The Parentations
Page 22
The boatmen scurry about, preparing to enter the last three locks before their course veers onto the spur that leads to the Cumberland Basin. The country sky opens here, and beneath it unfolds a secluded, peaceful valley. The change in the air is remarkable.
The narrowboats settle into the curve of the canal with a short sprint upstream. The evidence of a new town on the edge of London spreads before them. Across the fields, through which the canal navigates, sparsely occupied streets are laid out; a church spire, a sprinkling of commerce, yet Camden Town still sleeps and will only slowly awaken in its development.

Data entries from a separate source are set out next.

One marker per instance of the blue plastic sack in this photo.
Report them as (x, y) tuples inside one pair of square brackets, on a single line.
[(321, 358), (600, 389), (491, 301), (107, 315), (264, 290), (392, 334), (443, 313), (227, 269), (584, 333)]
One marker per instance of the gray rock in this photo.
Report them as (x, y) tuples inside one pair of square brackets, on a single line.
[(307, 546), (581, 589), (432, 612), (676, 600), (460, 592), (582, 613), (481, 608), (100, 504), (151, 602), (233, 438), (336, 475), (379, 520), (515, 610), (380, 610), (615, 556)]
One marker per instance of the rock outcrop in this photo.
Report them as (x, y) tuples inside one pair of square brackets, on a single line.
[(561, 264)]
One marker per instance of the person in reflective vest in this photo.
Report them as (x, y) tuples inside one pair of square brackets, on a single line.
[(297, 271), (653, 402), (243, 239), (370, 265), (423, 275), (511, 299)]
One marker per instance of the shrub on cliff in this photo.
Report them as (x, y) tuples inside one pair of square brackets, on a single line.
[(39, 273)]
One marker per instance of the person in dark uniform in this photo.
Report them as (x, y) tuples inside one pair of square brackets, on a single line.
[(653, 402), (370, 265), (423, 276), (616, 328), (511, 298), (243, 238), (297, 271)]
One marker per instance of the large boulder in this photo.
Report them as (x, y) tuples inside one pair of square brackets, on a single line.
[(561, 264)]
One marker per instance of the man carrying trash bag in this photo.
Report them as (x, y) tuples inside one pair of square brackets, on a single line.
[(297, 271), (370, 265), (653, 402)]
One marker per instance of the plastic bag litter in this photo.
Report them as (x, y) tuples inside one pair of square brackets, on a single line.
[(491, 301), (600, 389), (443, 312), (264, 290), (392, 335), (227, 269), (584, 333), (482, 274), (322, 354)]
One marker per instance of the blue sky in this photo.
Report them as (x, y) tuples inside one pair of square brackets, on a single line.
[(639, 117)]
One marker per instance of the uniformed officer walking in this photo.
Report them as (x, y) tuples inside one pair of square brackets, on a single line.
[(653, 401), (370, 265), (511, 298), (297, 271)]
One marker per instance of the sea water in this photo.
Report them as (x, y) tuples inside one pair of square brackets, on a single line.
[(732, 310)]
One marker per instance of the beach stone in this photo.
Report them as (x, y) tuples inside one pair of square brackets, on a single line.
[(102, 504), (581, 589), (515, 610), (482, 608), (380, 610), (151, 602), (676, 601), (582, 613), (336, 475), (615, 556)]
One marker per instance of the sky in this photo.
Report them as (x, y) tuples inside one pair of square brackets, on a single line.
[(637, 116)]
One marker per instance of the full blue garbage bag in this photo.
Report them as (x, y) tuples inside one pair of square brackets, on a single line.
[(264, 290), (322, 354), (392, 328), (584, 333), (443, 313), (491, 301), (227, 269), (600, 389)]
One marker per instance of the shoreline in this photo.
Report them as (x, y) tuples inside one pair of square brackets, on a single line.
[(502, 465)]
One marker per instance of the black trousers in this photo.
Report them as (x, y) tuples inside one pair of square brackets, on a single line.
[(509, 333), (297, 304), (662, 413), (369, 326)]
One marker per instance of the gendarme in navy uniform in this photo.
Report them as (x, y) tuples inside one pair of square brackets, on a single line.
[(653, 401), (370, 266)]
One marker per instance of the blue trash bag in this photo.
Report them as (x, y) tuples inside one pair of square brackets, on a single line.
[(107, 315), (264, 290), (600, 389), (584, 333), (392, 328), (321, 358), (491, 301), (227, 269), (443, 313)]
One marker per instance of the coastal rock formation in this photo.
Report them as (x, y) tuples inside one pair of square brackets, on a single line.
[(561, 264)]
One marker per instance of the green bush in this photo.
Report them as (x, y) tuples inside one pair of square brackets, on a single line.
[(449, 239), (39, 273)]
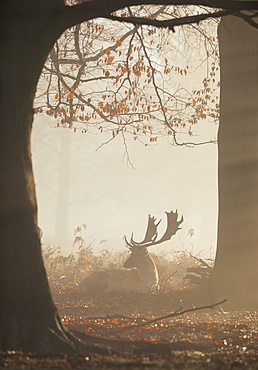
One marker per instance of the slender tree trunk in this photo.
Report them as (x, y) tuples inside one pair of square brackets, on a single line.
[(28, 316), (62, 207), (236, 267)]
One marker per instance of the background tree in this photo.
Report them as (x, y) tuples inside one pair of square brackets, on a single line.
[(29, 29), (235, 273)]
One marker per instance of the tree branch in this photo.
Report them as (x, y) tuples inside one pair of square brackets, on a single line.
[(174, 314), (171, 23), (85, 11)]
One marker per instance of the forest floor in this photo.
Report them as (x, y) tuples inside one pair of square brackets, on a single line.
[(118, 334)]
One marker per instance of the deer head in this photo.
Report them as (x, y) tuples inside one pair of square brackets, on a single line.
[(151, 235)]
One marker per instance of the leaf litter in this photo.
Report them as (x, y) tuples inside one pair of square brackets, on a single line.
[(120, 325)]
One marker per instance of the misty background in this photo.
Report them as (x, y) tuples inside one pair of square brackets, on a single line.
[(80, 181)]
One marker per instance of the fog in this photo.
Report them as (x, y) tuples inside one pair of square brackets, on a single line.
[(77, 184)]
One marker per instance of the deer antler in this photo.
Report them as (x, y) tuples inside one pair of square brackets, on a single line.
[(151, 232)]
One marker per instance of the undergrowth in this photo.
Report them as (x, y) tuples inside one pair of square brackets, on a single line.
[(172, 265)]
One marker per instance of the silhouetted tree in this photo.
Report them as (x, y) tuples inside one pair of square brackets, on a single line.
[(235, 273)]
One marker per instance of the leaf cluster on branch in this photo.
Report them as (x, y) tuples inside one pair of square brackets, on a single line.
[(131, 79)]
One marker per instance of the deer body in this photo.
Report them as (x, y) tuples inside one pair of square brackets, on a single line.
[(139, 272)]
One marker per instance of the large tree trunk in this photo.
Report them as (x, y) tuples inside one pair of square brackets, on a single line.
[(236, 267), (28, 316)]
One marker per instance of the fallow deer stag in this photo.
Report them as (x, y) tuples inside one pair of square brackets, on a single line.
[(139, 272)]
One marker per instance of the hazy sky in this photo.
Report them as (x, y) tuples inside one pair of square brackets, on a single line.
[(112, 198)]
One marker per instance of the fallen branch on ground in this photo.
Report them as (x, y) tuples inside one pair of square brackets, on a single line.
[(174, 314)]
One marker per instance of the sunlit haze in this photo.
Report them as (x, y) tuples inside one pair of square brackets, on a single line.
[(77, 184)]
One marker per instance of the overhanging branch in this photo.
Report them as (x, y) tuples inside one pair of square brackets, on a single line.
[(85, 11), (171, 23)]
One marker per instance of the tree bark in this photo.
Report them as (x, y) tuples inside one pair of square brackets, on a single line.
[(235, 273), (28, 316)]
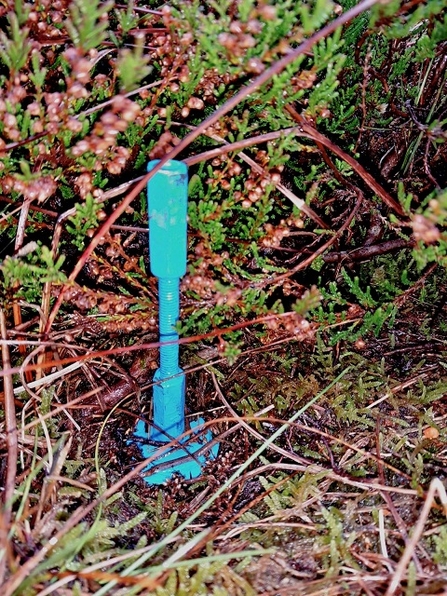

On the northern edge of the new Regent’s Park, the canal cuts in two directions. Here the captain steers onto the canal spur that borders and separates two villages, Park East and Park West, and runs south to the spur’s end at the new hay market in the Cumberland Basin.
Standing in a slight valley and set in private gardens railed off from the street, a few villas are scattered in Park East in a haphazard way; no two are alike and they are not in line with their neighbours.
‘There’s yer castle, madams,’ Captain Emil tells them.
Tower Lodge looks as if it is on fire. Huge braziers flare with bright flames to light their way from the bank. Men with torches stand in the garden at the ready to help unload. Inside, the shutters are folded back to reveal sparkling, flame-lit chandeliers and candelabra shining through the glass. From the boats the sisters behold the welcome sight of the parlour fire beckoning cold hands and feet.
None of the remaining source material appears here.